Les matchés seront sauvegardé dans calfdata/SIRETISATION/matche/ au format suivant:

* insee_nature_origine_matche.gz
    * ex: insee_pm_initial_matche.gz
    
    

## Moteur de recherche TEST

* Insee
  * http://avis-situation-sirene.insee.fr/IdentificationListeSiret.action
* INPI/TC
  * https://data.inpi.fr/
* Infogreffe
  * https://www.infogreffe.fr/


In [None]:
import boto3, json
import dask.dataframe as dd
import pandas as pd
import Match_inpi_insee.aws_connectors as aws
#from tqdm.notebook import tqdm
#import tqdm
%load_ext autoreload
%autoreload 2

In [None]:
instance_aws = 'https://calfdata.s3.eu-west-3.amazonaws.com'
bucket = 'calfdata'

In [None]:
# instanciate AWS connection
AWS_connection = aws.aws_instantiate(instance_aws, bucket)

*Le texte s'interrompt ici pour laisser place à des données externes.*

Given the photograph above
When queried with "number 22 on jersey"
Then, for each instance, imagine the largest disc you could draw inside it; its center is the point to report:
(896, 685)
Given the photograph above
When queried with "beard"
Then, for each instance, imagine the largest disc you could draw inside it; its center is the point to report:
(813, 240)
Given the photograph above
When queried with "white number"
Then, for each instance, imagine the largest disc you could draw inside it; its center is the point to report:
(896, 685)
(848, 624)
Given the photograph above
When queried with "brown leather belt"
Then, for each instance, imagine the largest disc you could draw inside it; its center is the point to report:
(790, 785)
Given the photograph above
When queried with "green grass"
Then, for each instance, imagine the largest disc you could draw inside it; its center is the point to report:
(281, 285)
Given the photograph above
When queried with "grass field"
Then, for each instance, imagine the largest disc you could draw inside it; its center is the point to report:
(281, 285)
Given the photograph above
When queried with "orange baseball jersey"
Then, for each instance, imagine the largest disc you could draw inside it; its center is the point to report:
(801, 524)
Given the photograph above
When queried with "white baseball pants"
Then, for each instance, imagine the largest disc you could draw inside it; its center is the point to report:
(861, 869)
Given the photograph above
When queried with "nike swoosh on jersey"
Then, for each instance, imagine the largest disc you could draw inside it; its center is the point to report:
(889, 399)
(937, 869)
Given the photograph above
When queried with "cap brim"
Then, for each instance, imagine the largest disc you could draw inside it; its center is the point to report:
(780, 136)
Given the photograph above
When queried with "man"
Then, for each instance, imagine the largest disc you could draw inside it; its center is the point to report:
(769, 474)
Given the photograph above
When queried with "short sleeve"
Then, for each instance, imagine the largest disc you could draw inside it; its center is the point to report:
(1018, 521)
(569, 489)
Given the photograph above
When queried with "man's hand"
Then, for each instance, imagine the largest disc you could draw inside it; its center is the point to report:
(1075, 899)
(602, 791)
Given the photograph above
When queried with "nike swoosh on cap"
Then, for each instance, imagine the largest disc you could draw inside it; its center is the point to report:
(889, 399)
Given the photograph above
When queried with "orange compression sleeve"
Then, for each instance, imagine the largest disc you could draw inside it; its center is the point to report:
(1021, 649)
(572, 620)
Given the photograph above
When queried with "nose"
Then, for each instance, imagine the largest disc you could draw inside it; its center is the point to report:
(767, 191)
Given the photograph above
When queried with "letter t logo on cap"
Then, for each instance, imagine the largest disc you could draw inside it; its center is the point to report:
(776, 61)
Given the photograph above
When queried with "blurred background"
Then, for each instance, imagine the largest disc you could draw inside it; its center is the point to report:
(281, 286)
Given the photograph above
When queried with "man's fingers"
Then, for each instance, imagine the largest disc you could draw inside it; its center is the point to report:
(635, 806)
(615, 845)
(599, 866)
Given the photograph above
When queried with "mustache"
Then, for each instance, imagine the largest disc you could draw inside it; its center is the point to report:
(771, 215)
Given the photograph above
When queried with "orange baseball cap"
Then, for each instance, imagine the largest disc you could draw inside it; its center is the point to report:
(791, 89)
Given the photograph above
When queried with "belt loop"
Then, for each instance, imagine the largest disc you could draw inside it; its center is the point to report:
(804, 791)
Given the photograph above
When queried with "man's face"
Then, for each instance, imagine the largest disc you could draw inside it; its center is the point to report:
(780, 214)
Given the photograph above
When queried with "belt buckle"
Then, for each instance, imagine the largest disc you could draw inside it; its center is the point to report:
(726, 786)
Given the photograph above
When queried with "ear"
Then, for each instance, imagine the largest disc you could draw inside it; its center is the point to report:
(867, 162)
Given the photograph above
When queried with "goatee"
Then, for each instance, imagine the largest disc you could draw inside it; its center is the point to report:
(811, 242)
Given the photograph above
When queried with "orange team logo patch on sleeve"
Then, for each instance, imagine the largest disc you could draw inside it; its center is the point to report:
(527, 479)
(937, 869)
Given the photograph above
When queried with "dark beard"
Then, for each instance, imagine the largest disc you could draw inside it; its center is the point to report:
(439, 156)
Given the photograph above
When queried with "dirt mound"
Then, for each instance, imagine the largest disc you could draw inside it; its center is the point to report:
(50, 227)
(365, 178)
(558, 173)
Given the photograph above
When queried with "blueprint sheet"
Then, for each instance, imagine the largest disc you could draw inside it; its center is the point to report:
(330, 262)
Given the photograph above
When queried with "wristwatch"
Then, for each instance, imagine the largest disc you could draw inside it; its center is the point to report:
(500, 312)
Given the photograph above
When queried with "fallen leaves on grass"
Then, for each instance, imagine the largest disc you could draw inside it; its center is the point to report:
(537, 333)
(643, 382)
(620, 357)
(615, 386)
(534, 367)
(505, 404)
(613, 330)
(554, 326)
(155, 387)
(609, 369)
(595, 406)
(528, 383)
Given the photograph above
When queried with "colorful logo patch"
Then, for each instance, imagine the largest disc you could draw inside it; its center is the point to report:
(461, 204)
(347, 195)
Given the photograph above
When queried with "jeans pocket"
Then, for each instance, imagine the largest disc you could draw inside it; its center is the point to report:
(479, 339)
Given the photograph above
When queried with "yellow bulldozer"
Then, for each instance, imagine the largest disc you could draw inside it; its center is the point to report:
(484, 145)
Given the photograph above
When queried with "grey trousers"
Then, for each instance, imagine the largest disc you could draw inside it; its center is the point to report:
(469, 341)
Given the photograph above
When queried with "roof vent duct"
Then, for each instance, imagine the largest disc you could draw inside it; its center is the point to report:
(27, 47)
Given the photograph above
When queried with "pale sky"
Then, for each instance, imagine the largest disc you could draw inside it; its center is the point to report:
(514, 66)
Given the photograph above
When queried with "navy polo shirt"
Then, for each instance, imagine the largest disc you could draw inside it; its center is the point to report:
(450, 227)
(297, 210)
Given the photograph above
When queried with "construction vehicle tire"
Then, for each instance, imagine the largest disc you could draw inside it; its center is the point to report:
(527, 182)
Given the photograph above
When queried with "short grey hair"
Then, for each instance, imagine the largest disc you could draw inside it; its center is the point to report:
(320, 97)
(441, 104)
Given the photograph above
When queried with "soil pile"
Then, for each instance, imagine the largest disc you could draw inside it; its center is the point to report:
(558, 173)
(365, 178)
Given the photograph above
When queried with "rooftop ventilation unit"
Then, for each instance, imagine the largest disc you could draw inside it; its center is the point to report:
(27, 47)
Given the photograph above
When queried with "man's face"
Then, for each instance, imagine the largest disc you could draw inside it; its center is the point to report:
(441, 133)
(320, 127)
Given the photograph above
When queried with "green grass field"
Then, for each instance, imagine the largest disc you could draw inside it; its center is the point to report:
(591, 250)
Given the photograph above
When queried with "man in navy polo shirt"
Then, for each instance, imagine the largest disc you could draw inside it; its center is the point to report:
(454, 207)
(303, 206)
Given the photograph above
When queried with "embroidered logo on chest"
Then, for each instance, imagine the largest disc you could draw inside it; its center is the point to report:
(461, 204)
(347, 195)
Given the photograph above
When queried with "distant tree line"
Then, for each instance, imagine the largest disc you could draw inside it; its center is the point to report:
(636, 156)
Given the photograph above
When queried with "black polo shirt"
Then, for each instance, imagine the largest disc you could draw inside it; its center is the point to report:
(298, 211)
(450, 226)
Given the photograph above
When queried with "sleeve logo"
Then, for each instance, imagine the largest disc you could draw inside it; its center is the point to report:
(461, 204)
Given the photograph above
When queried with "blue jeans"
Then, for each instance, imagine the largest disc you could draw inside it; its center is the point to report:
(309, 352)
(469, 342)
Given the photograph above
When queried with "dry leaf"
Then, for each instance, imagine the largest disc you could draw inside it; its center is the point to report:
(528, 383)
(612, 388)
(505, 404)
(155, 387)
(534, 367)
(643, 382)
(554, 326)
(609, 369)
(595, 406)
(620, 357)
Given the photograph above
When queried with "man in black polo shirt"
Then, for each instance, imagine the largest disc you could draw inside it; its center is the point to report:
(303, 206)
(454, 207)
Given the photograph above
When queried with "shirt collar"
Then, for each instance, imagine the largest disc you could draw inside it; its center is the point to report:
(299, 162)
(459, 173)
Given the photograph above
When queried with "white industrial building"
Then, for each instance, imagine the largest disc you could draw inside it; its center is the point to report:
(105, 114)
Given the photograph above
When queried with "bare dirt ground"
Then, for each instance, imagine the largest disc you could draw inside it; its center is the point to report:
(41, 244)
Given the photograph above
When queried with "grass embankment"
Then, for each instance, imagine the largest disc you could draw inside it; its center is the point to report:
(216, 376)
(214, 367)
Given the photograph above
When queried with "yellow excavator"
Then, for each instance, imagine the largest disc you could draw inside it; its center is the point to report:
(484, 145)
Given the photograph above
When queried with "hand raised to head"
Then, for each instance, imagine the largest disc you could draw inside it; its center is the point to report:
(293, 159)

## Valeurs communes dans INSEE/INPI ETS

| INSEE                     | INPI         |                         |
|---------------------------|--------------|-------------------------|
| Var                       | Var          | comment                 |
| siren                     | Siren        |                         |
| codePostalEtablissement   | Code_Postal  | Si Type == 'principale' |
| codePostal2Etablissement  | Code_Postal  | Si Type == 'secondaire' |
| codeCommuneEtablissement  | Code_Commune | Si Type == 'principale' |
| codeCommune2Etablissement | Code_Commune | Si Type == 'secondaire' |
|                           |              |                         |
|                           |              |                         |
|                           |              |                         |

In [None]:
insee = AWS_connection.url_instance_bucket(path_file = 'INSEE/Stock/ETS/StockEtablissement_utf8.csv')
ets = AWS_connection.url_instance_bucket(path_file = 'INPI/TC_1/Stock_processed/initial_ETS.gz')
ets

## Matching établissement principal

Ici, on filtre les variables communes pour l'INSEE & INPI établissements secondaires.

In [None]:
# load data into dataframes
data_insee_= dd.read_csv(insee,
                         usecols = ['siren',
                                  'siret',
                                 'codePostalEtablissement',
                                 #'codePostal2Etablissement',
                                 'codeCommuneEtablissement',
                                 #'codeCommune2Etablissement'
                                   ],
                       dtype={'siren':'object',
                              'siret':'object',
                              'codePostalEtablissement':'object',
                              #'codePostal2Etablissement':'object',
                              'codeCommuneEtablissement':'object',
                              #'codeCommune2Etablissement':'object',
                             }
                      )

data_ets_= (dd.read_csv(ets, 
                       usecols = [
                           'Type',
                           'Siren',
                                  'Code_Postal',
                                  'Code_Commune'
                                 ],
                       dtype={
                           'Type':'object',
                           'Siren':'object',
                              'Code_Postal':'object',
                              'Code_Commune':'object'
                             },
                      compression='gzip',
                      blocksize=None,
                      low_memory=False
                      )
            .compute()
            .loc[lambda x: x['Type'].isin(['PRI'])]
           )

In [None]:
data_ets_['Type'].unique()

In [None]:
data_ets_.shape

In [None]:
data_ets_.head()

In [None]:
data_merged = data_insee_.merge(
    data_ets_,
    how= 'right',
    left_on = ["siren", 'codePostalEtablissement'],
    right_on = ['Siren', 'Code_Postal'],
    indicator = True).compute()